Chapter I of The Sun Also Rises introduces us to the novelist Robert Cohn, a graduate of Princeton University who married a wealthy woman and founded a literary journal soon after college. When Cohn's wife left him, he became involved with a woman named Frances Clyne, and they traveled together to Paris, where they are living at the start of the novel's action. It is the mid-1920's.
Cohn visits the story's narrator and main character, Jake Barnes, in the Paris offices of the newspaper for which Jake works. Later, Jake picks up a prostitute named Georgette, and the two of them join a group including Cohn, Frances, and some others. The group goes dancing at a nightclub, where a woman named Brett (also known as Lady Ashley, because she is, by marriage, a titled British aristocrat) appears. Cohn is attracted to Brett, but she leaves the club with Jake.

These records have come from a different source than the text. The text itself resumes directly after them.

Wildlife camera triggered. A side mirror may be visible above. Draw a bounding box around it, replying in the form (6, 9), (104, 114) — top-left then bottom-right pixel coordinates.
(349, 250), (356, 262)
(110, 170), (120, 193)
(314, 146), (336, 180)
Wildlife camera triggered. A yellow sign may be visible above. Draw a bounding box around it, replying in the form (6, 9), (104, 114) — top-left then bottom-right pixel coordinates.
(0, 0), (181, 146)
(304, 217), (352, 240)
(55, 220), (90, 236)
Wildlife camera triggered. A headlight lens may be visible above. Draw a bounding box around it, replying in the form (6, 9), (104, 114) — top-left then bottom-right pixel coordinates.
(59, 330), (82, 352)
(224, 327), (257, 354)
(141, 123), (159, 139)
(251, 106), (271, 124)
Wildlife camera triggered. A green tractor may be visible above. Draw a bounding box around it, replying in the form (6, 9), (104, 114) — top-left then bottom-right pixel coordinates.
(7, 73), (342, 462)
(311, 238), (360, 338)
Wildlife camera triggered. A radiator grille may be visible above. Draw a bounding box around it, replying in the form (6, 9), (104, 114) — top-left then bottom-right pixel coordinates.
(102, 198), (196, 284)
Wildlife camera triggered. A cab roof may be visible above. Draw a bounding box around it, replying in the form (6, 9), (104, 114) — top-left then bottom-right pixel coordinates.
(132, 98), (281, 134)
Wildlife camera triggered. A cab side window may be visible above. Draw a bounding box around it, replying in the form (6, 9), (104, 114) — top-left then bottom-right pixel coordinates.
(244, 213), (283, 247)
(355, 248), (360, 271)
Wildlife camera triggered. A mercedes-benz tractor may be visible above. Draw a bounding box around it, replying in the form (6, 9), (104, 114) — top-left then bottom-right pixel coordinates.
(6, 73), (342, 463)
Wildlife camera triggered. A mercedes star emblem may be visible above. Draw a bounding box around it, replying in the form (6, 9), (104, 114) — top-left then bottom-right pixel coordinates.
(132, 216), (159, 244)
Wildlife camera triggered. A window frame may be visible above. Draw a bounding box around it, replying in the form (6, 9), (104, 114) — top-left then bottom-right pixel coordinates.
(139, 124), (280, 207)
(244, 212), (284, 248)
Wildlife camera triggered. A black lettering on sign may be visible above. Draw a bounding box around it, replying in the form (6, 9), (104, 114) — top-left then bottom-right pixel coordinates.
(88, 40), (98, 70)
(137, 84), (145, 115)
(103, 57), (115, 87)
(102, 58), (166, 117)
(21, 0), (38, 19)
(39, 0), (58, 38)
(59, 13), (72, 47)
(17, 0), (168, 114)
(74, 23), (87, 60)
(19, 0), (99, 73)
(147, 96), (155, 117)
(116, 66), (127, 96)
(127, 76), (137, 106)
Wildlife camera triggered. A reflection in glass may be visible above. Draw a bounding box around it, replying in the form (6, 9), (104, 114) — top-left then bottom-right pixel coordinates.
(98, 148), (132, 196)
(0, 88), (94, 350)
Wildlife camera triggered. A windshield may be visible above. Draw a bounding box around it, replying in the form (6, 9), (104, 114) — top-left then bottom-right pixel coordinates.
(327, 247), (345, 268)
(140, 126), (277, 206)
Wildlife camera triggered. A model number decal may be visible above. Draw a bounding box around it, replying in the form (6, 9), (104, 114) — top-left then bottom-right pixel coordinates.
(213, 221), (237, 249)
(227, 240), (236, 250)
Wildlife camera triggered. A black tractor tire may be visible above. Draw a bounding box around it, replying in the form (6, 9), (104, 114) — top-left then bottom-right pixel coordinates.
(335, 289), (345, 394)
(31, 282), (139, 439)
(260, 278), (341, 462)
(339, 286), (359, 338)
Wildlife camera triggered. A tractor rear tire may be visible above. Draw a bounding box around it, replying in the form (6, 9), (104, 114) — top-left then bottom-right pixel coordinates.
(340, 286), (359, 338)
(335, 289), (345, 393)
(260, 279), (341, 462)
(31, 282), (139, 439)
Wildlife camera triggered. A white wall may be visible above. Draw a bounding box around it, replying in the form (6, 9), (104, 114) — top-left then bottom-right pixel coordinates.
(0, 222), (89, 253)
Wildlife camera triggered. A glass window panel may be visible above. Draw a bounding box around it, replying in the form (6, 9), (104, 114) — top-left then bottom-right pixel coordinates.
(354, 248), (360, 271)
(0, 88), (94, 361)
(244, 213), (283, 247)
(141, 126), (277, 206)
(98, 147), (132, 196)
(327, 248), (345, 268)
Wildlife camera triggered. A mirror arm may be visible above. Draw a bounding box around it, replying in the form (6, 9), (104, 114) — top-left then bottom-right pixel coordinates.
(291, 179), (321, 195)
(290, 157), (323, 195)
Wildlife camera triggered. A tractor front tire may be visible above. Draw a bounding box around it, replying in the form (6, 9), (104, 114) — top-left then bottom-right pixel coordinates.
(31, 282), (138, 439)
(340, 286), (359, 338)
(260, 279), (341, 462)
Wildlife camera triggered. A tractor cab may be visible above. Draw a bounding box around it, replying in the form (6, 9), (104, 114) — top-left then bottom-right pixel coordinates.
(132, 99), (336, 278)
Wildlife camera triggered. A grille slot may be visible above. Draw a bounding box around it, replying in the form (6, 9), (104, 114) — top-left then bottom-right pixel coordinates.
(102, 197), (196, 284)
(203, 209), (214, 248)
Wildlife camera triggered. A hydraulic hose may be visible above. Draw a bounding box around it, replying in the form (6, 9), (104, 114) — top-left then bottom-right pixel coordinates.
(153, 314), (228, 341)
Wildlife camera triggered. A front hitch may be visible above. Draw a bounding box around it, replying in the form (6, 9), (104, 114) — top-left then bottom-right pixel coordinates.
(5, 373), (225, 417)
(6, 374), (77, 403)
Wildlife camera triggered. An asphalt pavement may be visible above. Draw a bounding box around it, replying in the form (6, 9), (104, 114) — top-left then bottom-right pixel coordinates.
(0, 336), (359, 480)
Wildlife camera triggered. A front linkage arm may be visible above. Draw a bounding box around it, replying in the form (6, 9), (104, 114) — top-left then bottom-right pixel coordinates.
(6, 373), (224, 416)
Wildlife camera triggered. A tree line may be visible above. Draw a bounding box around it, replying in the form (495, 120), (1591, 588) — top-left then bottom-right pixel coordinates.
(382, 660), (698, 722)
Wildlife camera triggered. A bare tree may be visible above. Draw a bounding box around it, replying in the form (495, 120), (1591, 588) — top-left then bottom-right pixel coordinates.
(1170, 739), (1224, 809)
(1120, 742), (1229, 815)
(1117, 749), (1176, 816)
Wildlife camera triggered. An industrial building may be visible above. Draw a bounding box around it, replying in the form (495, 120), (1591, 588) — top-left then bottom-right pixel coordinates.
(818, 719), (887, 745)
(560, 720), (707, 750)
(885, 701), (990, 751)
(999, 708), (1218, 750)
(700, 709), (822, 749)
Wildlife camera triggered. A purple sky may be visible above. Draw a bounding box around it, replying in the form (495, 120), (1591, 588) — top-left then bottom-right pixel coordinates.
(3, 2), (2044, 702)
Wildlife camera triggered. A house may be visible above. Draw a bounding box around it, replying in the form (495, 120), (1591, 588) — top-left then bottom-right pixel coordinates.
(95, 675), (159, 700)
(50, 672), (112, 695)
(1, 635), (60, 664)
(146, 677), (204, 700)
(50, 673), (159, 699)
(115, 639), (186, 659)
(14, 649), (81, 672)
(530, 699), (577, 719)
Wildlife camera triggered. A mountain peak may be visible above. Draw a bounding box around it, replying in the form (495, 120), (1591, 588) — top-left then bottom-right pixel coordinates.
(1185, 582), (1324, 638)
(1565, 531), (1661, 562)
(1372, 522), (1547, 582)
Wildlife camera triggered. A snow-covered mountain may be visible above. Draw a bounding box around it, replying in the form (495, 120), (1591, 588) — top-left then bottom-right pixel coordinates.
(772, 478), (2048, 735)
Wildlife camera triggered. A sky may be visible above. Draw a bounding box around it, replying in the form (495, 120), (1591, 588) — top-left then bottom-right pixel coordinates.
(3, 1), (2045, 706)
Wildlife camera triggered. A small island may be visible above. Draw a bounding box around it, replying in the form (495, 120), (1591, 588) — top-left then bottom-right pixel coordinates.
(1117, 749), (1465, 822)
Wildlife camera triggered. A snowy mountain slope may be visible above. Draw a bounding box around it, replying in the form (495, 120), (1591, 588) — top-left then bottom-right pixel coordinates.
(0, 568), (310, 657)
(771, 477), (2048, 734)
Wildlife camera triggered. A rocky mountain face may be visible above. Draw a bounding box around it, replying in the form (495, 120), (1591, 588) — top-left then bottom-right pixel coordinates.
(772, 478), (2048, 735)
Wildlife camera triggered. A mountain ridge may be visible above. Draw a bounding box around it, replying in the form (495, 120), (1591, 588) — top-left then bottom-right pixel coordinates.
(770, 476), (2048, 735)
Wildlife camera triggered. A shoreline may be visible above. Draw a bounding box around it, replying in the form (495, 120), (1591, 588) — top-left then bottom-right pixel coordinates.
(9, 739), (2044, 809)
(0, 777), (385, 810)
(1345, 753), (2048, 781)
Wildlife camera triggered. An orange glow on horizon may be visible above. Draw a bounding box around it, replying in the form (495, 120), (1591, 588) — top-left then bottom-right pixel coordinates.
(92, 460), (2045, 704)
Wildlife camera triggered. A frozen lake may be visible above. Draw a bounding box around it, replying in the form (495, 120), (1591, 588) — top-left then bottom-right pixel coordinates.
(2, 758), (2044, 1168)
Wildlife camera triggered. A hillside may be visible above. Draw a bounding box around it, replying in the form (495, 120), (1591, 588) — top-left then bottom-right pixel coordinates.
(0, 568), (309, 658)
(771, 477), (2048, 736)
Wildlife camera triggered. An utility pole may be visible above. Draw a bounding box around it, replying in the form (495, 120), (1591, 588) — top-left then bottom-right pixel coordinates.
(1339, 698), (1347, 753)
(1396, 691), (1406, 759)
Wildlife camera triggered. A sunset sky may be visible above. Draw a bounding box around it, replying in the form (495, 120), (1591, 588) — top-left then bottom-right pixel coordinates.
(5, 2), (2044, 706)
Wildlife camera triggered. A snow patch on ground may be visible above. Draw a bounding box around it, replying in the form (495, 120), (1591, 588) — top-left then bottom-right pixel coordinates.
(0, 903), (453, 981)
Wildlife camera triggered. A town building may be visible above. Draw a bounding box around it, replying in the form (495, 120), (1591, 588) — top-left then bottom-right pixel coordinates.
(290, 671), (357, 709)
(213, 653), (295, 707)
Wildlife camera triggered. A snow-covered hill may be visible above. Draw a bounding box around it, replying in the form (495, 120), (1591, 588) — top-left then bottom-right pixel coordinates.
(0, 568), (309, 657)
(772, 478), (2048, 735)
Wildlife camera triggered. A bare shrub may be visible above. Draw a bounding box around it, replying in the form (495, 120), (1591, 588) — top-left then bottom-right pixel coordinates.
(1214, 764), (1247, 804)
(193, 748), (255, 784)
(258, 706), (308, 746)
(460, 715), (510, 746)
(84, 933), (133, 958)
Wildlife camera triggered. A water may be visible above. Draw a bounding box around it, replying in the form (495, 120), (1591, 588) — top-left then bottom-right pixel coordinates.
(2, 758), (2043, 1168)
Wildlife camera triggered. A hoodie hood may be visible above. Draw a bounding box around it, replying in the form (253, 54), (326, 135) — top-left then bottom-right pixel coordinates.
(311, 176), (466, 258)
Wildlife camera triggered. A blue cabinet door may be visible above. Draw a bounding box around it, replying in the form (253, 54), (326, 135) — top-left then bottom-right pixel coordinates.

Jake tries to kiss Brett, but she withdraws, telling him that although she loves him, she "can't stand it." (Apparently, Jake has been castrated in combat during the Great War and cannot consummate his love for Brett.) They rejoin their friends and are joined in turn by a Greek Count named Mippipopolous before Jake returns to his apartment, where he lies in bed, drunk and miserable. The next day, Cohn speculates that he may be in love with Brett, and Frances tells Jake that she believes Cohn plans to break up with her.